Recent studies have shown that insularisation of the national parks and reserves have been an important contributory factor in large mammal extinctions in six northern Tanzania parks over the past 35-83 years.

Again, according to figures published in the Uganda Wildlife Policy of 1999, between 1960 and 1998, Uganda lost 97 per cent of its elephants, 85 per cent of its impala, 57 per cent of its buffalo and 57 per cent of its very own Uganda Kob.

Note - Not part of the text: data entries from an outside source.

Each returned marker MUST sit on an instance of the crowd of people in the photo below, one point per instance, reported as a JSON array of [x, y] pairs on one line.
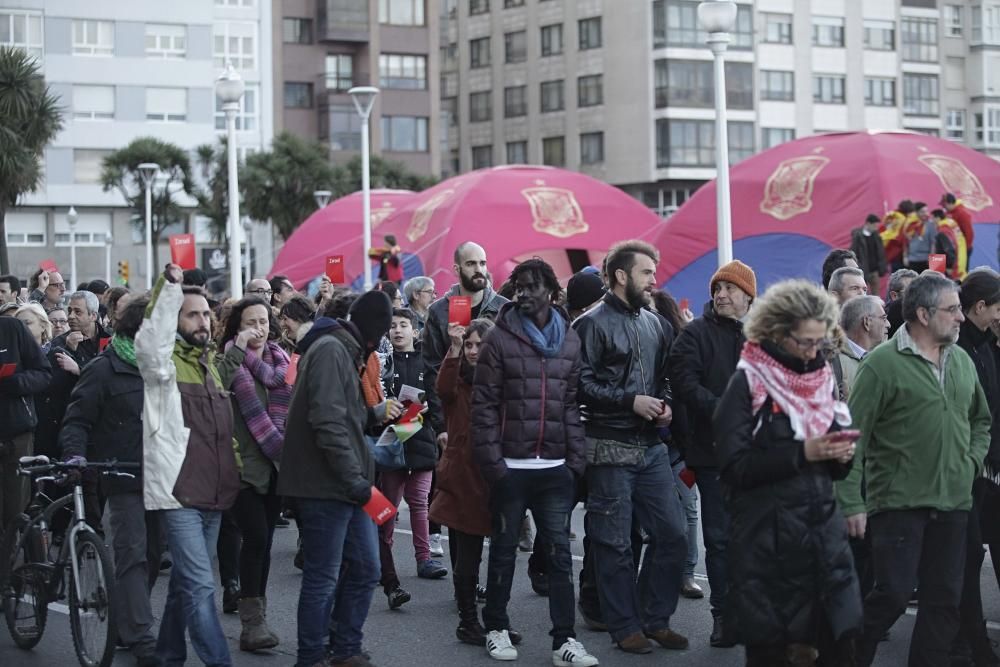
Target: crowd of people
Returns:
[[844, 451]]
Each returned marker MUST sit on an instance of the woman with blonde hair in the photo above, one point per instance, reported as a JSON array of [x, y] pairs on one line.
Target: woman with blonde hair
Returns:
[[782, 442]]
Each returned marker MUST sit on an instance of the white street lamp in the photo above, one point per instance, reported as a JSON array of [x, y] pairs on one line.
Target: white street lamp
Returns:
[[322, 198], [148, 170], [71, 218], [364, 99], [229, 88], [718, 18]]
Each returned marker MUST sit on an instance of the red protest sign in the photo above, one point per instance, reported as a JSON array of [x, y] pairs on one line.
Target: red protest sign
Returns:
[[459, 310], [335, 269], [182, 250]]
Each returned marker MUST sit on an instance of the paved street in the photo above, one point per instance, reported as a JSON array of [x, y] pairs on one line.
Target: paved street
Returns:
[[422, 632]]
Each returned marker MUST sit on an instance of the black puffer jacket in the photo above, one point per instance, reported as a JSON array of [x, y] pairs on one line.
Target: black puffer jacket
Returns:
[[789, 559], [624, 356], [523, 404], [702, 360]]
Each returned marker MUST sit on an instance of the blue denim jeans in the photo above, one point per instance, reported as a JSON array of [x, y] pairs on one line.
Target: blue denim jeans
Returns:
[[190, 605], [614, 492], [335, 533], [715, 532]]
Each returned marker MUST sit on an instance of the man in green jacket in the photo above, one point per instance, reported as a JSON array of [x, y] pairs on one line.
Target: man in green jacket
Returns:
[[925, 429]]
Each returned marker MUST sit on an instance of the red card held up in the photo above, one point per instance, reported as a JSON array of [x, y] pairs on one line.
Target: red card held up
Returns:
[[182, 250], [379, 508], [335, 269], [459, 310], [937, 263]]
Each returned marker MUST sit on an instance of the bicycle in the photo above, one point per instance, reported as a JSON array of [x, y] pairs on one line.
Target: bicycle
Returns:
[[30, 578]]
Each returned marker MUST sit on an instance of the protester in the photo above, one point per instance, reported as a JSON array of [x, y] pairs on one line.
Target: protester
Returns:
[[189, 464], [702, 360], [260, 400], [327, 467], [104, 422], [529, 444], [924, 424], [31, 376], [628, 467]]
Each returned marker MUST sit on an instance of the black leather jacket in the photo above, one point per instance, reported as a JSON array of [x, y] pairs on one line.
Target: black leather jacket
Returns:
[[624, 355]]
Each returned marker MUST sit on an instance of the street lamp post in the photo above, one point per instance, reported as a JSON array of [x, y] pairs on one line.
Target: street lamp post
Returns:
[[229, 88], [147, 170], [718, 18], [364, 99], [71, 218]]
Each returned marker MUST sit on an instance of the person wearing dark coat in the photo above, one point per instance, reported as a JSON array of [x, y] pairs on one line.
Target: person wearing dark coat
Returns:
[[792, 585]]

The evidence that national parks and reserves are no longer an effective means for maintenance of viable populations of wildlife is thus compelling.

But why is the attitude of preservation of wildlife and unimpaired nature through national parks and reserves so entrenched among wildlife and conservation authorities in East Africa?

At the time of their establishment by the colonialists, parks were seen as primarily as “vignettes of primitive Africa.”

Their mission — “to preserve wildness, and as much as possible of the rich biological and cultural heritage of this planet, in a manner that will allow for the sustained, respectful, and non-consumptive enjoyment of these resources by the present and future generations ” – is problematic and largely unattainable in the context of contemporary East Africa.